More than a million homes face paying as much as £200 to ensure their TV reception is not ruined by a new mobile phone frequency.

The Government is selling off part of the broadcast spectrum and those living near the new mobile masts will suffer interference if they have Freeview.

The mobile operators have set up a £180million fund to provide affected households with filters to solve the problem.

However, the ‘protection’ scheme does not cover ‘non-standard aerial installations’ or television sets that use an indoor aerial.

Households will have to pay themselves, with their total bill reaching at least £161million, according to Arqiva, a wireless and TV technology firm.

It is thought that more than a million Freeview households are affected by the frequency shake-up and the vast majority of these are likely to need professional help to continue receiving a terrestrial signal.

Arqiva’s calculations suggest the bill for this will be between £156 and £224. Others believe the figure will be closer to £100. Those with less complicated aerials will be able to fit the filter devices themselves.

Another million homes using satellite or cable will suffer interference on any secondary sets that use Freeview.

A joint submission to Ofcom, by the BBC and other broadcasters, suggests consumers could face additional costs in excess of £100million to solve interference issues on primary sets alone.

And, in its submission to the communications regulator, Arqiva wrote: ‘We remain very concerned that disruptions to secondary set users and households that depend on set-top or loft-mounted aerials for their reception have been completely ignored.’

One industry insider involved in the talks said: ‘If you don’t have a rooftop aerial you are on your own.

‘Viewers will feel discriminated against. As a viewer you don’t distinguish between what aerial you have.’

John Tate, BBC director of policy and strategy, said: ‘4G is a great development but should not be allowed to interfere with people’s TV reception.

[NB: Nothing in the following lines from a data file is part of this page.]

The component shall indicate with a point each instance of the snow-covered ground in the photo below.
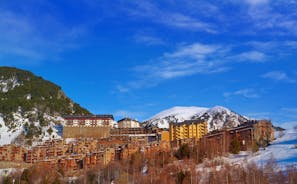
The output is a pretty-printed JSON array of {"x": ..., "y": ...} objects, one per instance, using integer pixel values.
[
  {"x": 6, "y": 135},
  {"x": 283, "y": 150},
  {"x": 216, "y": 117}
]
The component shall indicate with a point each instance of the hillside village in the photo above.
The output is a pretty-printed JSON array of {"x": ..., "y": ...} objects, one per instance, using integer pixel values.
[{"x": 90, "y": 140}]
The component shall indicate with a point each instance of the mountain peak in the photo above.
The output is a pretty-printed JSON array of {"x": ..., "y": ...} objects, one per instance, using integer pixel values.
[{"x": 217, "y": 117}]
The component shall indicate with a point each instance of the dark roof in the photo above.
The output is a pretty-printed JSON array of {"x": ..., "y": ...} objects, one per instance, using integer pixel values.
[
  {"x": 128, "y": 119},
  {"x": 108, "y": 116},
  {"x": 188, "y": 122}
]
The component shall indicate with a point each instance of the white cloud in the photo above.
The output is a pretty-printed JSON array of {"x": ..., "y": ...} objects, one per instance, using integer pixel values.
[
  {"x": 149, "y": 10},
  {"x": 278, "y": 76},
  {"x": 185, "y": 61},
  {"x": 148, "y": 40},
  {"x": 251, "y": 56},
  {"x": 257, "y": 2},
  {"x": 247, "y": 93},
  {"x": 289, "y": 110}
]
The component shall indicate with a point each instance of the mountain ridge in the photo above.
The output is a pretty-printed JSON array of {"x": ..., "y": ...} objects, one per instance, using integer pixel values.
[
  {"x": 217, "y": 117},
  {"x": 31, "y": 106}
]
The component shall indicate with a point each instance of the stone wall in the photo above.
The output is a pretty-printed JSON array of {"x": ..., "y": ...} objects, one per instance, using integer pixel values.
[{"x": 86, "y": 132}]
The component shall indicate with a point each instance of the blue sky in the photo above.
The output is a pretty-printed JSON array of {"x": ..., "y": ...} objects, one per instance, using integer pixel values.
[{"x": 137, "y": 58}]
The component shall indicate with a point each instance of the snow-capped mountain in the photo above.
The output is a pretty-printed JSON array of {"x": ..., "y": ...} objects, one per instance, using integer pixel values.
[{"x": 216, "y": 117}]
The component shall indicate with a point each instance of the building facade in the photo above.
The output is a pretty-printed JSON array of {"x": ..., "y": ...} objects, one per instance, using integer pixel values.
[
  {"x": 89, "y": 120},
  {"x": 187, "y": 129},
  {"x": 128, "y": 123},
  {"x": 95, "y": 126}
]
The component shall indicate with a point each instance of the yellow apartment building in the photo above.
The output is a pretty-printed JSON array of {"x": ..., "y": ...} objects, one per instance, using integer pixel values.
[{"x": 187, "y": 129}]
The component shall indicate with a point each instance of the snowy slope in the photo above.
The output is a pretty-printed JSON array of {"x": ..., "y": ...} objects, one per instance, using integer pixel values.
[
  {"x": 8, "y": 135},
  {"x": 283, "y": 150},
  {"x": 216, "y": 117}
]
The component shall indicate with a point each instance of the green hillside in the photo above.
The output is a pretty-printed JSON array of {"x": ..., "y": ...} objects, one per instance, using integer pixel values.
[{"x": 23, "y": 91}]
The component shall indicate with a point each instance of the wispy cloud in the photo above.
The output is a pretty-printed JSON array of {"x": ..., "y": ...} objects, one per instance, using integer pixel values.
[
  {"x": 289, "y": 110},
  {"x": 193, "y": 59},
  {"x": 148, "y": 40},
  {"x": 151, "y": 11},
  {"x": 246, "y": 93},
  {"x": 256, "y": 2},
  {"x": 251, "y": 56},
  {"x": 278, "y": 76},
  {"x": 185, "y": 61},
  {"x": 267, "y": 15}
]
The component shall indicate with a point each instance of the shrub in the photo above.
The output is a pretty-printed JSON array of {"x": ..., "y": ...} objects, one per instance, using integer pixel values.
[{"x": 183, "y": 152}]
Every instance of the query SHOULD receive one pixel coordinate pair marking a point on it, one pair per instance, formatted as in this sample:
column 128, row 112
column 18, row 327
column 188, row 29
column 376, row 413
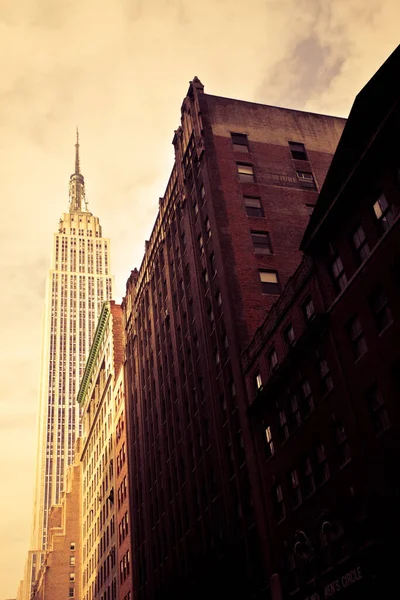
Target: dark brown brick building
column 323, row 374
column 224, row 244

‘There are plans in place that aim to reduce this interference but we believe that sufficient money should be deducted from the 4G auction proceeds to prevent it altogether.

‘This is based on the established principle that the polluter pays.’

It is unclear which geographical areas will be most affected by the plans.

TV signals will suffer interference because the part of the spectrum being used for the new 4G services is next to the band used for terrestrial digital TV services provided by Freeview.

Ofcom is carrying out a consultation exercise on the issue.

The new fourth generation mobile phone band allows for ultra-fast mobile broadband for lap tops and smartphones.